Победитель ННД

Евгения Воскобойникова о жизни с инвалидностью в России

Евгения Воскобойникова о жизни с инвалидностью в РоссииВ декабре в издательстве «Индивидуум» вышла книга «На моём месте. История одного перелома», написанная Евгенией Воскобойниковой совместно с журналисткой Анастасией Чуковской. Евгения — телеведущая, активистка и модель, которая десять лет назад вместе с подругами попала в автомобильную аварию и теперь вынуждена передвигаться в инвалидном кресле.

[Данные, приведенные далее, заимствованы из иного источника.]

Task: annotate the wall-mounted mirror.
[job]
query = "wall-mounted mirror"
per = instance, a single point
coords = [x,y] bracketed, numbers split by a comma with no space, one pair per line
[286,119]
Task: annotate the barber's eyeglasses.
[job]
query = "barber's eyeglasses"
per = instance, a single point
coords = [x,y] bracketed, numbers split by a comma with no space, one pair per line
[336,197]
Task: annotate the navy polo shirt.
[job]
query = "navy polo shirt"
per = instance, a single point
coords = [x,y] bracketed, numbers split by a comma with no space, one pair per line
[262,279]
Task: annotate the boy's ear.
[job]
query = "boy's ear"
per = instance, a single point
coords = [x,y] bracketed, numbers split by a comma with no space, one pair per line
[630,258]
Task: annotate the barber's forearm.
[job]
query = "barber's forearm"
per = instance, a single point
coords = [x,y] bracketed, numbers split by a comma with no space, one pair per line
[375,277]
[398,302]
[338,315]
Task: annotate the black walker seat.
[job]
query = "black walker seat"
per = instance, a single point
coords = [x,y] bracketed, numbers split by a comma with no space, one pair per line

В субботу, 21 января, в «Республике» в «Цветном» в Москве прошла встреча с Евгенией Воскобойниковой и телеведущим Дмитрием Игнатовым, потерявшим ногу во время службы в армии. Накануне мы поговорили с Евгенией о том, что не вошло в книгу, о том, как изменилось её отношение к себе и собственному телу после аварии, а также о восприятии инвалидности в России.

Интервью: Екатерина Казбек

Я прочитала вашу книгу два раза. Удалось ли вам рассказать всё, что хотелось? 

Многие темы, которые в ней затронуты, могли бы превратиться в отдельные книги: и про социальную адаптацию инвалидов, и про родителей, дети которых попали в беду, и про любовь в паре, где у одного из партнёров инвалидность. Для книги Настя Чуковская брала интервью почти у всех, кого я упоминала в рассказе: она говорила с моей семьёй, подругами, бывшим мужем, с психологом, с директором реабилитационного центра, где я бывала, с теми, кто мне помогал, с телевизионщиками, которые обо мне снимали сюжеты, с моими коллегами. Но не было интервью с Алексеем Гончаровым, тем самым нетрезвым водителем, к которому мы с друзьями сели в машину десять лет назад. А это было бы интересно — узнать, что он чувствует, как живёт с тем, что произошло, как себя оправдывает.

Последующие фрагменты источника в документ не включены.